Friday 16 March 2018

QUONTA Festival 2018 # 2: Life at the Bottom of the Heap

The  QUONTA Drama Region's annual festival brings together
community theatre productions from across northeastern Ontario
in a week of staging, discussing, learning about, and living
the art of theatre.  This year there are four productions entered.

I have neither read nor seen any of these plays on stage, so  I am

coming in cold to each performance as pure audience.

Problem Child 
by George F. Walker
Presented by Espanola Little Theatre (ELT)
Directed by Chris Cayen

Thursday night's second production of the Festival brought the greatest possible contrast to the gentle reminiscent tone of the first show: a savagely funny, edgy black comedy.

This type of play is Canadian playwright George Walker's kingdom.  I've now seen productions of three of his plays, and each one has dug deeply into the fate of the dispossessed underclass of modern North American society, pulling up f-bombs, crimes, broken lives, treasons, stratagems, and spoils in great profusion.

The script is structured in an unusual arrangement of seven scenes, uninterrupted by any act division.  Although it likely has been performed elsewhere with an intermission, this performance gained momentum by skipping the mid-play break -- and the show was, in point of fact, not overly long.

The setting is a cheap and sleazy motel.  The stage set faithfully recreated the ambience, from the walls painted in a shade resembling vomit and covered with huge damp stains, to the echt-hotel bed and night tables, and the half-collapsed curtain rod over the window.  Ingeniously, the design team (uncredited) even left the seams between the flats visible, just as a skinflint motel owner might have skipped the step of finishing off the drywall.  Despair was palpable in this miserable room.

Furniture was arranged to create plenty of useful acting space.  Since the side walls were set at right angles to the back, I couldn't see from my seat the TV set which was the focus of much attention, set right against or on the stage left wall.  Lighting was simple and at all times effective.  City street sounds were used to strong effect to bridge the brief blackouts indicating time lapse between scenes.

This is very much an actor's play, the drama driven solely at almost all times by the intentions and motivations of the four characters (precious little room for fancy technical effects or foobaz here).

One choice that intrigued me was the TV set with the sound turned off as a character watched an unending string of talk shows with their ridiculous set-ups of the guests.  Truly, given the nature of the script, we didn't need to hear a word of what was said on the tube to be able to imagine it all.

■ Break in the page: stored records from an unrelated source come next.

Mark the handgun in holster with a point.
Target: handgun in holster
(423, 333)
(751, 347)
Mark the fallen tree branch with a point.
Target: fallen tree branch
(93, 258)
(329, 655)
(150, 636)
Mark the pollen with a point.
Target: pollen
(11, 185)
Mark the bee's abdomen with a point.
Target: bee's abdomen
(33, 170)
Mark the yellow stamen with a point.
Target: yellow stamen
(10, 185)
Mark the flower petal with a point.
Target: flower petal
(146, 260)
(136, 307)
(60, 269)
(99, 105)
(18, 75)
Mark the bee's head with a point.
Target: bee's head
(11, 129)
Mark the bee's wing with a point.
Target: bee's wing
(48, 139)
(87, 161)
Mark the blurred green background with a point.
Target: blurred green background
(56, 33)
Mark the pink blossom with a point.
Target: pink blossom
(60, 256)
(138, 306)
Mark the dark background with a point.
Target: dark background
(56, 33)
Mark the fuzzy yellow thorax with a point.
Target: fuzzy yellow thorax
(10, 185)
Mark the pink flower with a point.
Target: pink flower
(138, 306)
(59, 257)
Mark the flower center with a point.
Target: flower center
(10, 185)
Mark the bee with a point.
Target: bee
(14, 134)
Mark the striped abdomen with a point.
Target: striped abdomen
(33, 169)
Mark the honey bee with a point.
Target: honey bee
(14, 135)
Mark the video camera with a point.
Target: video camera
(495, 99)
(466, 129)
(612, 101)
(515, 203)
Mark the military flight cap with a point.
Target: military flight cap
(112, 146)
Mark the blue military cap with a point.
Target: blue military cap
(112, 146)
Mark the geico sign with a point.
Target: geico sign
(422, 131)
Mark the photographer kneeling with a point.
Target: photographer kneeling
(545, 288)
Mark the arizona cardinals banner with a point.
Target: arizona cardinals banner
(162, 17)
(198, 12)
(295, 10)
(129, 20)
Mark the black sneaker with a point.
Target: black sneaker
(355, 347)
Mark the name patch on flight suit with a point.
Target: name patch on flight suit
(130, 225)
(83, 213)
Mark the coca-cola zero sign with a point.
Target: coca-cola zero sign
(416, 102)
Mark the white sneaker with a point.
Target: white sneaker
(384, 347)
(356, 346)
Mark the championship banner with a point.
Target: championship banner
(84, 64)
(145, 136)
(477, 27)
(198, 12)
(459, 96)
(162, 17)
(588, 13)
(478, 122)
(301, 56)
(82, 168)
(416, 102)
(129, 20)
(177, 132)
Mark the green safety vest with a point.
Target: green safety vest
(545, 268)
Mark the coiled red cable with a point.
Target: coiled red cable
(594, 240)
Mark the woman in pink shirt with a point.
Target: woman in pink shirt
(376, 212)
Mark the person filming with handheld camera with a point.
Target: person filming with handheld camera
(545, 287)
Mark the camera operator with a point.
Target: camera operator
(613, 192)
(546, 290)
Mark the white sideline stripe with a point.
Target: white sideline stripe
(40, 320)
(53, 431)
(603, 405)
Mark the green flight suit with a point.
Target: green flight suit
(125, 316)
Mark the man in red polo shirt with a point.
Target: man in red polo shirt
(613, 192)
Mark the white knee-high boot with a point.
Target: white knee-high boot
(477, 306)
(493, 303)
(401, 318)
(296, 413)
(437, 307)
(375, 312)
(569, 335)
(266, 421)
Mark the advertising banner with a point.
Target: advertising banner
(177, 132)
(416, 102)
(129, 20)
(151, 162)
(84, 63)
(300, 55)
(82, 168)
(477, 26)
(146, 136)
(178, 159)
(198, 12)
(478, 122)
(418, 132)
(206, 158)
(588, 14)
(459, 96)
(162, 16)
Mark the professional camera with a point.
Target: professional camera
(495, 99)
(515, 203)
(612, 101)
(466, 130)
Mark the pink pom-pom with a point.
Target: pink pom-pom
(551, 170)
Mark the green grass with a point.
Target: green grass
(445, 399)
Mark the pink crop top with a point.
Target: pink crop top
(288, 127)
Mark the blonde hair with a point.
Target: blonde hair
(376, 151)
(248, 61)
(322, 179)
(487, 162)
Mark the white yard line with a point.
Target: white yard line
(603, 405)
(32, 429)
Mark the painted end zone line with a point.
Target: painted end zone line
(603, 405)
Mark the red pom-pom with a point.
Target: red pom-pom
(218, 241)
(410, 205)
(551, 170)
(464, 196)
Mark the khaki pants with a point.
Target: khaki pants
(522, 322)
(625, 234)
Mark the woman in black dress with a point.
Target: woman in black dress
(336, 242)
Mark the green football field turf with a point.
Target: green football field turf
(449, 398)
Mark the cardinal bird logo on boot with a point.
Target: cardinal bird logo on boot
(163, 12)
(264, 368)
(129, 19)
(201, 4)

Walker's portrayals of the lost and losers of society tend to bring forth a clutch of unpleasant people one would never willingly meet.  In this case, that was only partly true, and the unpleasantness wasn't all confined to one side of the conflict.

Warren Tilston played the TV-addicted R. J. with great energy, leaning in towards the set as one might lean into the face of an opponent during a bar argument.  His voice soared to almost squeaky heights as he remonstrated with the TV hosts.

Later in the show, he developed a whole range of facial expressions in response to the increasingly fraught situation which Denise created and aggravated.  Watching all those shades of emotion play across his face like a movie film was enough to set anyone laughing.  Yet there was no suggestion of merely signalling the audience for cheap laughs.

The aggressive, deceitful, and indeed unstable Denise was given an appropriately edgy performance by Angie Scheel.  Her habit of dropping her chin and raising her shoulders when angry gave me the feeling that she might launch into a football tackle against her opposition at any moment.  A little more variety in the use of the voice, with more raising and lowering of the vocal energy, would give this character even more believable (and therefore threatening) presence on stage.

Scheel then found some fine shades of emotion during the monologue at the end of the play, giving us an even clearer insight into her tortuous and tormented reactions to the hand she had to play.

Jen Tilston presented the prim and proper social worker, Helen, as a walking, talking social-work textbook -- which is the way the part is written.  Even her loss of temper with Denise seemed almost cold and calculated.  The transformation after her accident was startling, but appropriate too, as the almost robotic exterior cracked to reveal the human being hiding inside.  While she played the wooziness of this scene very well, there was one moment when she briefly recovered her full vocal and physical energy for a few seconds before lapsing back into a stupor -- a minor oops.

Mike Boivin took an interesting tack in performing the role of Phillie -- switching back and forth between an almost mechanistic approach and an enthusiastic one, according to his moods.  His vacuum cleaner scene was one of the comic highlights of the show.

Director and actors created some memorable and entertaining stage pictures at different points in the play, and the story came across as clearly as all the f-bombs.

Overall, I give this company full credit for presenting this show with warmth and humanity enough to make me (almost) care about the characters at the end of the evening.  That's much more than either of the previous Walker plays I have seen have been able to achieve.